Founded in 2018, Houston, Texas-based Utility Global provides solutions aimed at decarbonizing sectors such as steel, mobility, refining, chemicals, and upstream oil & gas with cleaner and more efficient alternatives to carbon- and energy-intensive technologies.

The company said that the new capital will enable it to globally deploy its proprietary “H2Gen” technology at industrial scale. H2Gen converts water into clean hydrogen and a high-purity CO2 stream without electricity by utilizing industrial off-gases. The technology is designed to integrate directly into existing industrial infrastructure in hard-to-abate assets, supporting decarbonization. The technology also produces a high-concentration CO2 stream, significantly reducing the cost and complexity of carbon capture.

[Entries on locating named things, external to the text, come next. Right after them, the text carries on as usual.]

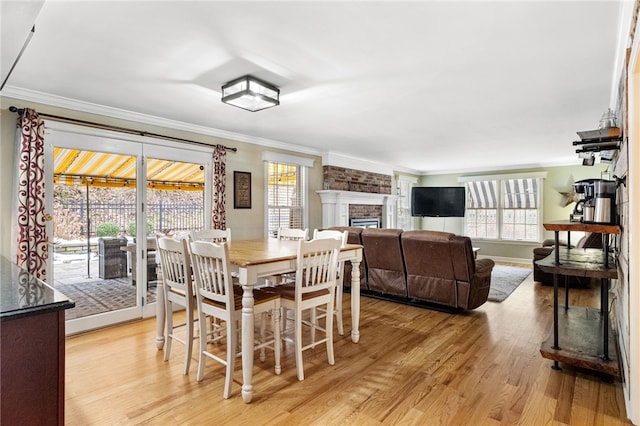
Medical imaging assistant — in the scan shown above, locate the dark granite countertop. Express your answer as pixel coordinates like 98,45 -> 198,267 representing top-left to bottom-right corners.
0,257 -> 76,321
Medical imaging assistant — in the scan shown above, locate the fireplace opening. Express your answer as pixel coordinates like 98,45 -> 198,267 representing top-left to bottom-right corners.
349,217 -> 380,228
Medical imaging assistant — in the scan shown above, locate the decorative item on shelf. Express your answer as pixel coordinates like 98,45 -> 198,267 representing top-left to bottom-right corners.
573,116 -> 622,166
222,75 -> 280,112
598,108 -> 616,129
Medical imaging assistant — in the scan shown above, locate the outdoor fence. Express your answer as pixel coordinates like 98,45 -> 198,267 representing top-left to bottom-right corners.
54,200 -> 204,240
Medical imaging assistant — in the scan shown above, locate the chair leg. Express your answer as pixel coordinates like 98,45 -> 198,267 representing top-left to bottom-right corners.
272,309 -> 282,375
196,312 -> 207,382
325,300 -> 336,365
164,302 -> 173,361
182,308 -> 192,374
224,320 -> 237,399
309,306 -> 318,348
336,280 -> 344,336
294,309 -> 304,381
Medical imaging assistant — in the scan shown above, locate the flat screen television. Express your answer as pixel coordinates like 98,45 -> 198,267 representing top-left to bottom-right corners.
411,186 -> 465,217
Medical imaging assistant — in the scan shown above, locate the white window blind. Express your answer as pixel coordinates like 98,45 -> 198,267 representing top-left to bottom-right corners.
266,161 -> 306,237
462,174 -> 544,241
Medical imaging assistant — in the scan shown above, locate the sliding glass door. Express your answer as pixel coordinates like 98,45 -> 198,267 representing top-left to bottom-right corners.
45,123 -> 211,333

Parker Meeks, Chief Executive Officer and President of Utility Global, said:

“Industrial customers are no longer looking for pilots or promises; they need deployable solutions that work within existing assets and deliver true economic industrial decarbonization today that is operationally reliable and highly scalable. Utility’s technology produces both economic clean hydrogen and capture-ready CO₂ streams, and this capital enables us to scale and deploy that impact globally with speed, discipline, and rigor.”

The new financing round was led by Ara Partners was led by APG Asset Management. Ara Partners first invested in Utility Global in 2021, and also participated in the company’s $53 million Series C round in 2024.

Cory Steffek, Partner at Ara Partners and Utility Global board chair, said:

“Utility is tackling one of the most difficult challenges in the energy transition: decarbonizing hard‑to‑abate industrial sectors. What sets Utility apart is its ability to compete head‑to‑head with conventional fossil‑based solutions on cost and reliability, even as it materially reduces emissions.”